Endometrial hyperplasia is believed to produce a continuum of lesions that may be precursor to endometrial carcinoma of endometrioid histology. The classification of endometrial hyperplasia has had numerous terminology. The classification below is currently the most commonly accepted system and is accepted by the World Health Organization (WHO) and the International Society of Gynecologic Pathologists. This system characterizes the glandular architectural pattern as simple or complex and describes the presence or absence of nuclear atypia.
- Simple hyperplasia - Increased number of glands but regular glandular architecture
- Complex hyperplasia - Crowded irregular glands
- Simple hyperplasia with atypia - Simple hyperplasia with presence of cytologic atypia (prominent nucleoli and nuclear pleomorphism)
- Complex hyperplasia with atypia - Complex hyperplasia with cytologic atypia
The original study by Kurman et al found that lesions with varying degrees of complexity and presence of atypia, when left untreated, progressed to adenocarcinoma at different rates. Simple hyperplasia was associated with a 1% rate of progression to cancer, 3% rate of progression to complex hyperplasia, and 8% rate of progression to simple atypical hyperplasia, whereas complex atypical hyperplasia had a 29% rate of progression to cancer.
Once a tissue diagnosis of endometrial hyperplasia is made, treatment depends on the patient's symptoms such as degree of bleeding, presence of cytologic atypia, patient's surgical risks, and wish for future childbearing. Progestins can effectively treat endometrial hyperplasia, and they can serve as prevention of recurrence in those with continued risk factors. Hyperplasia without atypia responds well to progestins. More than 98% of women with hyperplasia treated with cyclic progestins experienced regression of the disease in 3-6 months. The PEPI trial showed a 94% normalization of complex or atypical hyperplasia in 45 women treated with progestins. Multiple regimens of progestin therapy have been found effective in reversing hyperplasia.

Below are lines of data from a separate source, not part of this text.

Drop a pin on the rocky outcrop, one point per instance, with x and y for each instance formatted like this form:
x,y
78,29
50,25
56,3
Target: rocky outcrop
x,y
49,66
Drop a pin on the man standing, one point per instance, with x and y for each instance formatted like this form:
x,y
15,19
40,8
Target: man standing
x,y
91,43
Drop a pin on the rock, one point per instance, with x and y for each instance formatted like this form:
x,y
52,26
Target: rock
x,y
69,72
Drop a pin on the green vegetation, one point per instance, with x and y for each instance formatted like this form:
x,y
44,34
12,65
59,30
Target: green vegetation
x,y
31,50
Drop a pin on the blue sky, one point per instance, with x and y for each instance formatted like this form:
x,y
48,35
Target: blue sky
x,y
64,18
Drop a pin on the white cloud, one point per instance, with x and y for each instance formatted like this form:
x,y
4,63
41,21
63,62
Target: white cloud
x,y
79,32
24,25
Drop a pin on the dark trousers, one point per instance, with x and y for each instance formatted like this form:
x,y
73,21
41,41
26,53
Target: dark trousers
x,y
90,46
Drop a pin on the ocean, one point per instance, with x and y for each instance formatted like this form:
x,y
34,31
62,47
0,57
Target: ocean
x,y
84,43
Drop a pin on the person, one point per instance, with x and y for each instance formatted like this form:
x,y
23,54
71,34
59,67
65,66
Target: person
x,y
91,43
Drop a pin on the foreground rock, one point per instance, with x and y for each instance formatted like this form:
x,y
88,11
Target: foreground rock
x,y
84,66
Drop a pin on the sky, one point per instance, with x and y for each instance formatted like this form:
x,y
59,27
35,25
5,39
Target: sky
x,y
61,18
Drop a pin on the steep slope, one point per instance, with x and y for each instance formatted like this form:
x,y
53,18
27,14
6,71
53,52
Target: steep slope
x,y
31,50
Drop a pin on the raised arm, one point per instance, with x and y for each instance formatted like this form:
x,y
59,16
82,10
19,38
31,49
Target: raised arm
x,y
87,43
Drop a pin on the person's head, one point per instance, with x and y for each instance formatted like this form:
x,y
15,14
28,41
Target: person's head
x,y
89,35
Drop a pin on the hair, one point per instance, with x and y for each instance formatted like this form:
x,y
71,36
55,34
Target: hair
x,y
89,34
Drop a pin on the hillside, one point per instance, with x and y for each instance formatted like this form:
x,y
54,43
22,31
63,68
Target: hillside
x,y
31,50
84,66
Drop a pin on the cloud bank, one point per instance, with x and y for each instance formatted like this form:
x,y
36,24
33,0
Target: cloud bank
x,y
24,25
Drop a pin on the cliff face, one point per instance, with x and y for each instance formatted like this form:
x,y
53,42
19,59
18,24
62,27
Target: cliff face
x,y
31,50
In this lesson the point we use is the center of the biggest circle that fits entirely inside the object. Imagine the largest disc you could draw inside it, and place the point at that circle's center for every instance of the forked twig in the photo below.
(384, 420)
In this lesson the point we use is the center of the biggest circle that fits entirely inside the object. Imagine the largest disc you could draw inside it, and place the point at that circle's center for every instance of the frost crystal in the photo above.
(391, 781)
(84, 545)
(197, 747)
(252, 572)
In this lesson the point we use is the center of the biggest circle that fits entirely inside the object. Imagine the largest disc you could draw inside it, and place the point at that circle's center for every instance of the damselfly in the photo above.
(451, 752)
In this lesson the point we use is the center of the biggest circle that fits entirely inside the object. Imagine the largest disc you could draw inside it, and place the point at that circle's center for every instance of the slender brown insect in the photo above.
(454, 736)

- Medroxyprogesterone acetate (Provera), 10-20 mg qd, or cyclic 12-14 days per month
- Micronized vaginal progesterone (Prometrium), 100-200 mg qd or cyclic 12-14 days per month
- Levonorgestrel-containing IUD (Mirena), 1-5 years
- Megestrol acetate (Megace), 40-200 mg per day, usually reserved for women with atypical hyperplasia
If hyperplasia with atypia is found on dilation and curettage (D&C) or endometrial biopsy, definitive treatment with hysterectomy
is recommended due to the high rate of concurrent endometrial cancer. However, if the patient has not completed childbearing or is not a surgical candidate, then concurrent cancer must first be ruled out by D&C with hysteroscopy
prior to medical management. Because D&C and Pipelle biopsy only sample 50-60% of the endometrial lining, focal lesions containing adenocarcinoma may be missed. Biopsy is recommended after 3 months to check for response to medical therapy, and continued surveillance after regression of the lesion is recommended every 6-12 months if risk factors persist.
The need for hysterectomy to exclude concurrent myoinvasive endometrioid adenocarcinoma presents a barrier to nonsurgical management of endometrial hyperplasia. A recent Gynecologic Oncology Group study examined the histomorphometric 4-class rule ("4C", which measures epithelial abundance, thickness, and nuclear variation) as applied to diagnostic biopsies to predict myoinvasive cancer outcomes at hysterectomy.
Women with endometrial biopsies or curettages with a community diagnosis of atypical endometrial hyperplasia were enrolled in a clinical trial in which subsequent hysterectomy was scored for endometrial adenocarcinoma, and 4C rule ability to predict cancer outcomes was measured.
Qualifying biopsies were stratified into high- and low-risk histomorphometric subgroups. Assignment to a high-risk category by 4C rule was highly sensitive in predicting any (71%) or deeply (92%) myoinvasive adenocarcinoma at hysterectomy, and assignment to a low-risk group had a high negative predictive value for absence of any (90%) or deeply (99%) myoinvasive disease.
At present, this use of histomorphometry is most suited to a centralized reference laboratory performing histomorphometry for a variety of diagnostic applications. However, in the future, formal histomorphometry of endometrial biopsies using the 4C rule may become a more common method to identify a subset of women with premalignant disease who are unlikely to have concurrent myoinvasive adenocarcinoma and therefore may qualify for nonsurgical therapy.